On reading these astonishing ideas about “sovereignty”—“sovereignty” over all the natural rights of mankind—“sovereignty,” as it prevailed in Europe “at the time of the framing and adoption of the constitution of the United States”—we are compelled to see that these judges obtained their constitutional law, not from the constitution itself, but from the example of the “Divine Right” governments existing in Europe a hundred years ago. These judges seem never to have heard of the American Revolution, or the French Revolution, or even of the English Revolutions of the seventeenth century—revolutions fought and accomplished to overthrow these very ideas of “sovereignty,” which these judges now proclaim, as the supreme law of this country. They seem never to have heard of the Declaration of Independence, nor of any other declaration of the natural rights of human beings.

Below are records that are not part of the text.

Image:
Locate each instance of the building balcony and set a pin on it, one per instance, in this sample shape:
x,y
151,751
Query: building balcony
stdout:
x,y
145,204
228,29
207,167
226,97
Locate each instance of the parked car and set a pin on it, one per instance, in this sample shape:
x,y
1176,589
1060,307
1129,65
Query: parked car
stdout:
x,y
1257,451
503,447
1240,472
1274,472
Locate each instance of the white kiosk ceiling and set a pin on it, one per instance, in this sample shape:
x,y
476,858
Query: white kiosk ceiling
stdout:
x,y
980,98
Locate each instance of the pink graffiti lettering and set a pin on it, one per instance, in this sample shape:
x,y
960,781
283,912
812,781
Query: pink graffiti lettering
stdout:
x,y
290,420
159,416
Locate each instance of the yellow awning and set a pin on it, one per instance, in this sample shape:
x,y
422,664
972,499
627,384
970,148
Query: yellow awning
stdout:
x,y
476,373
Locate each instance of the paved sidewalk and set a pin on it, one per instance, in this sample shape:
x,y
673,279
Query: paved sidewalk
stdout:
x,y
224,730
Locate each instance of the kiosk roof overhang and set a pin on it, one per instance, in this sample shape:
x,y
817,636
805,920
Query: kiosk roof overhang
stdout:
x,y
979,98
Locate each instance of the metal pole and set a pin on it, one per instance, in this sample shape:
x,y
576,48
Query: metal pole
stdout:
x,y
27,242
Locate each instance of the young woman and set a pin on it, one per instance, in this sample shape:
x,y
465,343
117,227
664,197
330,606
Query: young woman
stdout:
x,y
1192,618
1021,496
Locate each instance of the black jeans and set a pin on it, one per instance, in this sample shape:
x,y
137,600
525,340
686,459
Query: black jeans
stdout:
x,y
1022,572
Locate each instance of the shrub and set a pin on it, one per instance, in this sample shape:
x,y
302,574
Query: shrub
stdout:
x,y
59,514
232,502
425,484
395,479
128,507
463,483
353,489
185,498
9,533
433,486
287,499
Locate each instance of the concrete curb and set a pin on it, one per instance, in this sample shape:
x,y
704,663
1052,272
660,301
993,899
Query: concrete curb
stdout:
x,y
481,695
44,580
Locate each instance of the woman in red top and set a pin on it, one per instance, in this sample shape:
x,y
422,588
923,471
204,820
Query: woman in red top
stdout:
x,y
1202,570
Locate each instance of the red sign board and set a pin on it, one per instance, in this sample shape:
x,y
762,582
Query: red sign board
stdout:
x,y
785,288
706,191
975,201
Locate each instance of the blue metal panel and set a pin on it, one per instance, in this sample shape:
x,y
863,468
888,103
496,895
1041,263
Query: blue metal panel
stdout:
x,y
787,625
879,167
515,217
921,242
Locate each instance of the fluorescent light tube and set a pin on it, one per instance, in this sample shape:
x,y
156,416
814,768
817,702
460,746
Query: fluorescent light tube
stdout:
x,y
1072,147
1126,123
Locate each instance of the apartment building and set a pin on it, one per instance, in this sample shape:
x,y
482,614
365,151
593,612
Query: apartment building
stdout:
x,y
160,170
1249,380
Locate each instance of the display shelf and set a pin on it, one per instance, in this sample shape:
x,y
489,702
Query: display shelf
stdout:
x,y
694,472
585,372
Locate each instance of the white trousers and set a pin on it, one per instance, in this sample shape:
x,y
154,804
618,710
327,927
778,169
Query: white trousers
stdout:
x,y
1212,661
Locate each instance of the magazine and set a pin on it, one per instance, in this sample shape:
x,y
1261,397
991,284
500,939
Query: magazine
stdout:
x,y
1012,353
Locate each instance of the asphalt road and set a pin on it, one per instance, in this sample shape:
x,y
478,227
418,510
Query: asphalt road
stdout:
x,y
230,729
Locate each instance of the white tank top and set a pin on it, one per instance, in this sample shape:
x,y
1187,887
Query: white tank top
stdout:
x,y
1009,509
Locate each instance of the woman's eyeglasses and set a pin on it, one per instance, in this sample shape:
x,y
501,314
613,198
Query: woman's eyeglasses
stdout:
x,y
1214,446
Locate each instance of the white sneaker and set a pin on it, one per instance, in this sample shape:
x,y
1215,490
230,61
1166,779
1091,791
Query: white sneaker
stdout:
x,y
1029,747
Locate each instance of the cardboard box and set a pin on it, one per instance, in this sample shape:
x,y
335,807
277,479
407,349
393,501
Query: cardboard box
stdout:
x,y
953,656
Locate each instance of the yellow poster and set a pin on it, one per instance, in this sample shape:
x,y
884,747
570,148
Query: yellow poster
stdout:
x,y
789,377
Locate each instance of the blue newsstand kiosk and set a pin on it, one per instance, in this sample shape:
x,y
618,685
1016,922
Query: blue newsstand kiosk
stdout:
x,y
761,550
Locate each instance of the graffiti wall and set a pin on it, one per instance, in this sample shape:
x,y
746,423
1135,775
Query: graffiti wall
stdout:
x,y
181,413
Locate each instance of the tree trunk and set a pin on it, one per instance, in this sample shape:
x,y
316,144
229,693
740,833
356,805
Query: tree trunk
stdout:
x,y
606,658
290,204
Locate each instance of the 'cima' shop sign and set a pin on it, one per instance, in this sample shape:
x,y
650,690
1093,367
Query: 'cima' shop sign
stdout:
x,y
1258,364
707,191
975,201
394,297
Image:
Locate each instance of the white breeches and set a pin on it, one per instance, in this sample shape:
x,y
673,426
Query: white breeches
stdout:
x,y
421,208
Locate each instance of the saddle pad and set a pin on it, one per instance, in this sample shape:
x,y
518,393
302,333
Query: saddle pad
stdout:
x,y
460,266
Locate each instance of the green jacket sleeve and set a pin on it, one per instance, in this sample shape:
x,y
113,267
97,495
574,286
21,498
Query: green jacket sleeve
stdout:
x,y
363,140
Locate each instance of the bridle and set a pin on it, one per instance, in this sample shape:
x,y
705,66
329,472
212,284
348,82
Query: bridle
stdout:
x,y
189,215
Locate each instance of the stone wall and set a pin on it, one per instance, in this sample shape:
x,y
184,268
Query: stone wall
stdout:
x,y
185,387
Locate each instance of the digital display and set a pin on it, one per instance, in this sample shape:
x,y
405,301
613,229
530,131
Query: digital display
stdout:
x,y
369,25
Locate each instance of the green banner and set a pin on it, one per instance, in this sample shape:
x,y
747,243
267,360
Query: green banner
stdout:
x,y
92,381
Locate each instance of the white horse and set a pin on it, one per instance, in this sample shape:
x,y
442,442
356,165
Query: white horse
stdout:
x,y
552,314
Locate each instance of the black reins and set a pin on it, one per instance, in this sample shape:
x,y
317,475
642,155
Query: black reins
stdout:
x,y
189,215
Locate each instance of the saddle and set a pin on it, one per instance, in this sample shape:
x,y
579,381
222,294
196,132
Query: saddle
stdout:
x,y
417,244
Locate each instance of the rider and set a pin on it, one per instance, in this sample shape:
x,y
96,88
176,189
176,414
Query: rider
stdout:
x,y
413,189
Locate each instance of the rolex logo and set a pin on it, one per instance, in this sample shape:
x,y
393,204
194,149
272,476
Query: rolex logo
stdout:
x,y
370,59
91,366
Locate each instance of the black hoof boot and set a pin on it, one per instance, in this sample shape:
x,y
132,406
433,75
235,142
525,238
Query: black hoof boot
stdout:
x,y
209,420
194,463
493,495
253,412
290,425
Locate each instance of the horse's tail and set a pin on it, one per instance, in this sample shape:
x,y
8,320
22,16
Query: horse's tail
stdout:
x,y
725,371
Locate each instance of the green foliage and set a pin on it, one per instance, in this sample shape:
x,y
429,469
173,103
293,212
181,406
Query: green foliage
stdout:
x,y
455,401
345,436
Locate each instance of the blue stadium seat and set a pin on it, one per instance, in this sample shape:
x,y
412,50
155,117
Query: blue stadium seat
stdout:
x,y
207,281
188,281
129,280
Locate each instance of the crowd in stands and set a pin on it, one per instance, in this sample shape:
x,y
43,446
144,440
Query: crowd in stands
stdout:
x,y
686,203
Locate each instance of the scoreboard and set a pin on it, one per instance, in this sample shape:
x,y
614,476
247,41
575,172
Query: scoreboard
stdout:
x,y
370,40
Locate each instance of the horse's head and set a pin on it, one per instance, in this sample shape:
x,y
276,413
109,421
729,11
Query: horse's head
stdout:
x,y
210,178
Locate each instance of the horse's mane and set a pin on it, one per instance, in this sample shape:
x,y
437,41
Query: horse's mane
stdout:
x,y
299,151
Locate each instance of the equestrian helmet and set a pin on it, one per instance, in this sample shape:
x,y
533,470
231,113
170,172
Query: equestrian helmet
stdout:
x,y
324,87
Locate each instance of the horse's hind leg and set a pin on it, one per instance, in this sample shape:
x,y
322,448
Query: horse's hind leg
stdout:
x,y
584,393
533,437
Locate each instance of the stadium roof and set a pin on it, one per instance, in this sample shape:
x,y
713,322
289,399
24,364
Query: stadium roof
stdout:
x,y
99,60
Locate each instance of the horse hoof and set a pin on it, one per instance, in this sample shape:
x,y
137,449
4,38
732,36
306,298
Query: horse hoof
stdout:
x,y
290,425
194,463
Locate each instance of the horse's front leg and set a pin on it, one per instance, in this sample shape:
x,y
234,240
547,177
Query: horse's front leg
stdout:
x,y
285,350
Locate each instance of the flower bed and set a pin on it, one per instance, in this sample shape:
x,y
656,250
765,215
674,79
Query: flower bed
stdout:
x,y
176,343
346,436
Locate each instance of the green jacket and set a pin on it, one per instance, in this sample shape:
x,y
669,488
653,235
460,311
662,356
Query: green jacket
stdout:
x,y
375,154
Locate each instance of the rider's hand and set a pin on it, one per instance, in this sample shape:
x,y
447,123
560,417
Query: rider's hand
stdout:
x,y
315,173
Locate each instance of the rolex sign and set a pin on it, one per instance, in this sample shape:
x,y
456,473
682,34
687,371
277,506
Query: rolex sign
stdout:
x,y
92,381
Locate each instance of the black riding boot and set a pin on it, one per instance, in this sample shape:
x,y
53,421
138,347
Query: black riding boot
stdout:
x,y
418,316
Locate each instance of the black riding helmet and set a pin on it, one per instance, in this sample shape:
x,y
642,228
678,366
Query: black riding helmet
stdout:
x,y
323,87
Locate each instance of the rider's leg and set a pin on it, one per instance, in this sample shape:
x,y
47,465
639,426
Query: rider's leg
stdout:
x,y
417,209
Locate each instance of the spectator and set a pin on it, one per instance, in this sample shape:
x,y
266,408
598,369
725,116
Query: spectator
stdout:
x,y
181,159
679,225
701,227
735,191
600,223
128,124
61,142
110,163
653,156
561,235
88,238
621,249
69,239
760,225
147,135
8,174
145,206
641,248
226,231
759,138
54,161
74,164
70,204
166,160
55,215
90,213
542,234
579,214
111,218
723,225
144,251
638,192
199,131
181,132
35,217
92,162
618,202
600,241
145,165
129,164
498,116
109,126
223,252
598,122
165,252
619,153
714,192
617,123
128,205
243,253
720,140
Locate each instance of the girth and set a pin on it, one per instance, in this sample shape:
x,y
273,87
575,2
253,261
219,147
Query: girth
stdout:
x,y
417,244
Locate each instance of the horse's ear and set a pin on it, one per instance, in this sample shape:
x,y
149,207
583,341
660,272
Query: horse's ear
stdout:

To their minds, “the sovereignty of governments” is everything; human rights nothing. They apparently cannot conceive of such a thing as a people’s establishing a government as a means of preserving their personal liberty and rights. They can only see what fearful calamities “sovereign governments” would be liable to, if they could not compel their “subjects”—the people—to support them against their will, and at every cost of their property, liberty, and lives. They are utterly blind to the fact, that it is this very assumption of “sovereignty” over all the natural rights of men, that brings governments into all their difficulties, and all their perils. They do not see that it is this very assumption of “sovereignty” over all men’s natural rights, that makes it necessary for the “Divine Right” governments of Europe to maintain not only great standing armies, but also a vile purchased priesthood, that shall impose upon, and help to crush, the ignorant and superstitious people.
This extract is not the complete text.